Helena. He left France bankrupt, still surrounded
by enemies; and with an entire generation of sons and fathers lost to the nation. Carl von Clausewitz understood this. He was a Prussian general who fought in the
Napoleonic Wars, including the famous Battle of Borodino. In his famous treatise on military campaigns,
Vom Kriege, he wrote, “War is the continuation of politics by other
means.”
Napoleon
understood only war, and had no clear goal.
And that is a mistake many leaders make.
They get involved in the process.
They get emotionally attached to the product, the vehicle, or the
institution. It is like a man who enjoys
cycling so much that he forgot to pay attention to where he is going and finds
himself lost. I never set out on
anything without having an idea of where it will be several moves later. I play chess, on the board and in the real
world. We make a move by thinking seven turns
ahead.
Napoleon
Bonaparte said that a leader is a dealer in hope. In insurance, we are merchants of hope. But selling hope alone is fraud. There has to be a basis for it, and there has
to be a consideration of ethics, values and principles. Leadership is not about merely espousing
values, but living it. That requires a
certain sense of certainty and emotional strength.
Where Napoleon
excelled, was in his utilisation of resources.

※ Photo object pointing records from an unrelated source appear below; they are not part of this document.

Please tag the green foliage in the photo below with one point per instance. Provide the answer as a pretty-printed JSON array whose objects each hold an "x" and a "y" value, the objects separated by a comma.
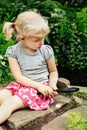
[
  {"x": 82, "y": 95},
  {"x": 77, "y": 121}
]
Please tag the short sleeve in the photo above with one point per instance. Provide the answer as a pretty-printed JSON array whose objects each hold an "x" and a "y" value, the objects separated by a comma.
[
  {"x": 11, "y": 52},
  {"x": 47, "y": 52}
]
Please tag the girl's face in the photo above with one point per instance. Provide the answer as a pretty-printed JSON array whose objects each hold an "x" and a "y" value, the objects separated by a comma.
[{"x": 33, "y": 43}]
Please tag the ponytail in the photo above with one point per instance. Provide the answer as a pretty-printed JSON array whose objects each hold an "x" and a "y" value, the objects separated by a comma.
[{"x": 8, "y": 29}]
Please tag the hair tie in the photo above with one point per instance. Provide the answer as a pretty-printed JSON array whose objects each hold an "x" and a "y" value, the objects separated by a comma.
[{"x": 13, "y": 24}]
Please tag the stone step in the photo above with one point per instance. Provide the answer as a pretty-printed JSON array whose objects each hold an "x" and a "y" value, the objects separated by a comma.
[
  {"x": 27, "y": 119},
  {"x": 60, "y": 122}
]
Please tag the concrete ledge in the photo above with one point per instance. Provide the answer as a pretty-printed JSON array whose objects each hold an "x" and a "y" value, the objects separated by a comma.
[{"x": 33, "y": 120}]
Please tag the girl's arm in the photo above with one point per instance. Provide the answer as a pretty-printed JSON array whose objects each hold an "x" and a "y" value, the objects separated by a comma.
[
  {"x": 20, "y": 78},
  {"x": 53, "y": 77}
]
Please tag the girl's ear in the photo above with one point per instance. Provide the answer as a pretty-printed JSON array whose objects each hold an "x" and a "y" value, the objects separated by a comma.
[{"x": 21, "y": 37}]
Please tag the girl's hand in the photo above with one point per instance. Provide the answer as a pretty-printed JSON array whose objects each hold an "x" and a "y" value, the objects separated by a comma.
[{"x": 47, "y": 91}]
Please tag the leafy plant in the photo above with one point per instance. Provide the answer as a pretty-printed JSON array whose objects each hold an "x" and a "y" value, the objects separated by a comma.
[{"x": 77, "y": 121}]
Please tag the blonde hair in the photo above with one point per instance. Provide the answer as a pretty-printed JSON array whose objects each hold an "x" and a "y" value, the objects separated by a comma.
[{"x": 27, "y": 23}]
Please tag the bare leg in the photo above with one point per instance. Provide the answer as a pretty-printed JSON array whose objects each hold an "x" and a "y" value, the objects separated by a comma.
[
  {"x": 8, "y": 106},
  {"x": 4, "y": 94}
]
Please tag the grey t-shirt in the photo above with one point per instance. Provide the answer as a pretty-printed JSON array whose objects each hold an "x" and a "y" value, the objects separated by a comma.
[{"x": 32, "y": 66}]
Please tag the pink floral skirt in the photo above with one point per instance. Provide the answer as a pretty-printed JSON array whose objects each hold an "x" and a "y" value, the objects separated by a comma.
[{"x": 29, "y": 96}]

He famously said that an army marches on its stomache. Since he began as an artillery officer, he understood
it intimately. He pioneered innovative
tactics using field guns. He paid a lot
of attention to the logistics of running an army. Most importantly, he understood his greatest
resource: his people.
The contention
here is that people are, by their very nature, emotive and emotional. This cult of personality is a double-edged
sword. Whilst his men fought like lions
for him, particularly his famed Vieille Garde, it also meant that the
entire institution, the edifice of state collapsed and created a vacuum when he
was defeated. That is a failure in leadership
because there was no viable succession plan.
A leader is
only as good as the people around him.
That requires either building them up, or recruiting the best, or, a bit
of both. The consideration with having competent
people is that they are also leaders.
This means that we are not just supposed to be leaders of men, but
leaders of leaders. This requires
leading, not from the front, but from the rear.

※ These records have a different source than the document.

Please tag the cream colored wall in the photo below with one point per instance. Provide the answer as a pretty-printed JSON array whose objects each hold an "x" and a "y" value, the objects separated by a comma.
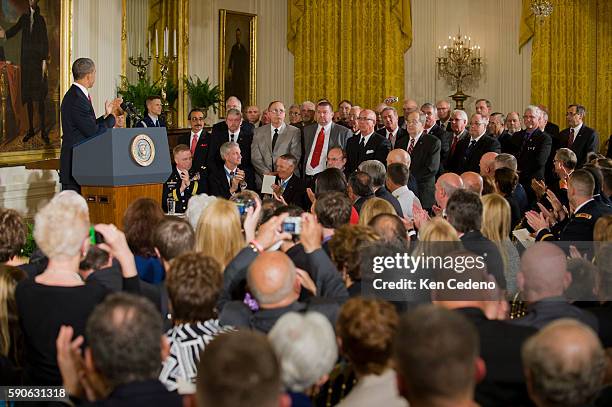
[{"x": 494, "y": 24}]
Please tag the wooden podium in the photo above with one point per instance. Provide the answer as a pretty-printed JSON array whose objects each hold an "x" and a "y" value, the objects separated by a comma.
[
  {"x": 108, "y": 204},
  {"x": 118, "y": 167}
]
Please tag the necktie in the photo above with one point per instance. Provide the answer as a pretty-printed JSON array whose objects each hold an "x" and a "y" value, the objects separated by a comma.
[
  {"x": 316, "y": 154},
  {"x": 570, "y": 140},
  {"x": 194, "y": 142},
  {"x": 455, "y": 141},
  {"x": 411, "y": 146},
  {"x": 274, "y": 138},
  {"x": 392, "y": 139},
  {"x": 468, "y": 151}
]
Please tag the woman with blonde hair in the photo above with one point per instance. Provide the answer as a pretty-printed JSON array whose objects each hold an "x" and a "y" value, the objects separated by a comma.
[
  {"x": 438, "y": 238},
  {"x": 219, "y": 233},
  {"x": 58, "y": 296},
  {"x": 373, "y": 207},
  {"x": 496, "y": 215}
]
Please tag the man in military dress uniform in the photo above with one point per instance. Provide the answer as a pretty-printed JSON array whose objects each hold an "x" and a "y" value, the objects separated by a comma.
[
  {"x": 182, "y": 184},
  {"x": 579, "y": 226}
]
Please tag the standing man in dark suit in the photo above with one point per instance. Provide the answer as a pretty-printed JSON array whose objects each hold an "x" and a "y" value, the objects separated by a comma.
[
  {"x": 469, "y": 150},
  {"x": 34, "y": 56},
  {"x": 391, "y": 131},
  {"x": 320, "y": 137},
  {"x": 549, "y": 127},
  {"x": 230, "y": 179},
  {"x": 153, "y": 118},
  {"x": 444, "y": 113},
  {"x": 183, "y": 183},
  {"x": 78, "y": 118},
  {"x": 288, "y": 185},
  {"x": 369, "y": 146},
  {"x": 424, "y": 150},
  {"x": 431, "y": 127},
  {"x": 273, "y": 140},
  {"x": 458, "y": 122},
  {"x": 198, "y": 142},
  {"x": 232, "y": 129},
  {"x": 578, "y": 137},
  {"x": 533, "y": 147}
]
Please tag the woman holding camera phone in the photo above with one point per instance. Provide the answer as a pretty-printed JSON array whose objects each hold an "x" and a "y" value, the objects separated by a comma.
[{"x": 58, "y": 296}]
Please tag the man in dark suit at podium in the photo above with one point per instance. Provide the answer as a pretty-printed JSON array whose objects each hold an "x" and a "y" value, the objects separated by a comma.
[{"x": 78, "y": 118}]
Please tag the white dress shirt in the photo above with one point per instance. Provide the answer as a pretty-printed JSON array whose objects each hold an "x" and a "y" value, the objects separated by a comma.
[
  {"x": 406, "y": 199},
  {"x": 323, "y": 161}
]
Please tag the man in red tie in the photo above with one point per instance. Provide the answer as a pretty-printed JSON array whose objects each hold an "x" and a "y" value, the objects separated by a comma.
[
  {"x": 319, "y": 137},
  {"x": 578, "y": 137},
  {"x": 273, "y": 140},
  {"x": 197, "y": 140}
]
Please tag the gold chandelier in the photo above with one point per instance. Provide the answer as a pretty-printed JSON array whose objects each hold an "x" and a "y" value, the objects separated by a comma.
[{"x": 541, "y": 8}]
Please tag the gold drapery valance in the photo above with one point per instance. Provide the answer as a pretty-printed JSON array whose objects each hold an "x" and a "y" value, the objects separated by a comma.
[
  {"x": 570, "y": 60},
  {"x": 349, "y": 49}
]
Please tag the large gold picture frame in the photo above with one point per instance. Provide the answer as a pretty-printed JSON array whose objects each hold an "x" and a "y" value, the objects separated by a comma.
[
  {"x": 182, "y": 63},
  {"x": 13, "y": 151},
  {"x": 237, "y": 57}
]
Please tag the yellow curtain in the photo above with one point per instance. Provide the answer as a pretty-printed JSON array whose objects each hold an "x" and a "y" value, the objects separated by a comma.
[
  {"x": 162, "y": 14},
  {"x": 349, "y": 49},
  {"x": 570, "y": 60}
]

A successful leader always has a great lieutenant, or several.
Coming back to
our theme, for Napoleon, that man was Charles-Maurice de Talleyrand-Périgord. Talleyrand rose from Agent-Generale of the Catholic
Church in France, to First Minister of France, Napoleon’s chief diplomat and
spymaster. He eventually turned on
Napoleon, and survived him to have a long and rich career. Unlike Napoleon, Talleyrand understood the
winds of change, and rode them successfully.
Whilst the public remembers Napoleon, students of leadership, and the
arts of war, remember Talleyrand.
This brings me
to my conclusion. Success is not
synonymous with fame. From the stories
of the Bible to the Epic of Gilgamesh, to Beowulf, to modern television, many characters,
many of our heroes and idols are famous because they tried, they succeeded and
they failed. Elvis Presley and Bruce Lee
are immortalised more for their unfulfilled potential than their successes. That romance of the tragedy, our collective
yearning for what ifs. That is not what
leadership is to me. Leadership is quiet
efficiency in achieving goals, quiet belief in our principles, and quiet
confidence in what we have, resources and people.